Not panicking now, the goblin pointed a claw at Vimes’s left wrist, looked him in the face, and said, ‘Just ice?’ It was a plea. The claw tugged at his leg. ‘Just ice?’ The creature hobbled to the door and looked up at the glowering chief constable and then turned to Vimes with an expression that bored into the man’s face and said very deliberately, ‘Just ice? Mister Po-leess-maan?’
Vimes pulled out his snuffbox. You could say this for the brown stuff: all that ceremony you went through before you took a pinch gave you rather more thinking time than lighting a cigar. It also got people’s attention. He said, ‘Well now, chief constable, here is somebody asking you for justice. What are you going to do about it?’
Feeney looked uncertain, and took refuge in a certainty. ‘It’s a stinking goblin!’
‘Do you often see them around the lock-up?’ said Vimes, keeping his tone mild.
‘Only Stinky,’ said Feeney, glowering at the goblin, who stuck out his worm-like tongue. ‘He’s always hanging around. The rest of them know what happens if they’re caught thieving around here!’

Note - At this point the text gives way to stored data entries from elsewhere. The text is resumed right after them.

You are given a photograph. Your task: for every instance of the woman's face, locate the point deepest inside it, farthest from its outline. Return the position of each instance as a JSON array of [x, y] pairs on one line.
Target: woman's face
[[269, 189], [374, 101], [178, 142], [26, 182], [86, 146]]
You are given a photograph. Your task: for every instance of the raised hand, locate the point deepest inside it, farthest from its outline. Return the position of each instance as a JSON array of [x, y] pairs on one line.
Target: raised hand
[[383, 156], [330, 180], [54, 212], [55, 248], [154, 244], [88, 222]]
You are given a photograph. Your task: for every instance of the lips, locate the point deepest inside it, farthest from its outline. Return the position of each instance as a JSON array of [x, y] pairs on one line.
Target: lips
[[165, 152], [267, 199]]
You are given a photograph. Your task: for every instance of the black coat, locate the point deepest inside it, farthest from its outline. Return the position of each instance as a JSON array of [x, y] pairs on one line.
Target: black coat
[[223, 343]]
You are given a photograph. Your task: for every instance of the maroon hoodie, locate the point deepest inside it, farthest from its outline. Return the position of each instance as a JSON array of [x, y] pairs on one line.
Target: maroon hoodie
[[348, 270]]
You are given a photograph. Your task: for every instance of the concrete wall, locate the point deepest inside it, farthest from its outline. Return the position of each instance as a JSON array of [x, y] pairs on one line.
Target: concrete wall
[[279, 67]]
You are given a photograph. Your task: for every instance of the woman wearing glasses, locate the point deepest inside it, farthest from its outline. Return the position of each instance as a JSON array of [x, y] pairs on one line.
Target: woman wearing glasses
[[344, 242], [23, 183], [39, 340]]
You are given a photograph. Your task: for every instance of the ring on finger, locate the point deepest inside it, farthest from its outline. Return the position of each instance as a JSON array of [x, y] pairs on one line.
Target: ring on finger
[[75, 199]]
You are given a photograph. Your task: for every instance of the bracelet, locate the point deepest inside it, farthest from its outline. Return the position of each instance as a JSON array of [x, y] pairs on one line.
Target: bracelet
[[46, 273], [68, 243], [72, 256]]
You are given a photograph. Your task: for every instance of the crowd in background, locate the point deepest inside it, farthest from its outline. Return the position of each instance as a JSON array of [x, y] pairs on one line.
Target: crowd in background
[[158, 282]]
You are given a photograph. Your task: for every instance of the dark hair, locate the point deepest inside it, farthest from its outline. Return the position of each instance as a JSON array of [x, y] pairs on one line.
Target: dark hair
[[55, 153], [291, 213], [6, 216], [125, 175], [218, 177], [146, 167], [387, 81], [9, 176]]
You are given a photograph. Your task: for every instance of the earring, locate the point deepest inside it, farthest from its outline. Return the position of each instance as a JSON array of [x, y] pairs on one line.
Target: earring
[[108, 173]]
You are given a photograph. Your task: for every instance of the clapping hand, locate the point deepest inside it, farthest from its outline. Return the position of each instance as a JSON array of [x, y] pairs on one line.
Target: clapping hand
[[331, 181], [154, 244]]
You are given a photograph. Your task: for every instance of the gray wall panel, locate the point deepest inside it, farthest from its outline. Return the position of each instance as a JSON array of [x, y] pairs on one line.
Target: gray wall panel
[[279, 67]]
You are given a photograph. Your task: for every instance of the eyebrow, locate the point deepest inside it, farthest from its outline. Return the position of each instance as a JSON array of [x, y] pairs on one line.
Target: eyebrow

Vimes glanced down at the goblin and recognized a badly set broken leg when he saw one. He turned the snuffbox over and over in his hands, and did not look at the young man. ‘But surely a policeman wonders what has happened for a wretched thing like this to walk right up to the law and risk being maimed … again ?’
It was a leap in the dark, but, hell, he had leapt so often that the dark was a trampoline.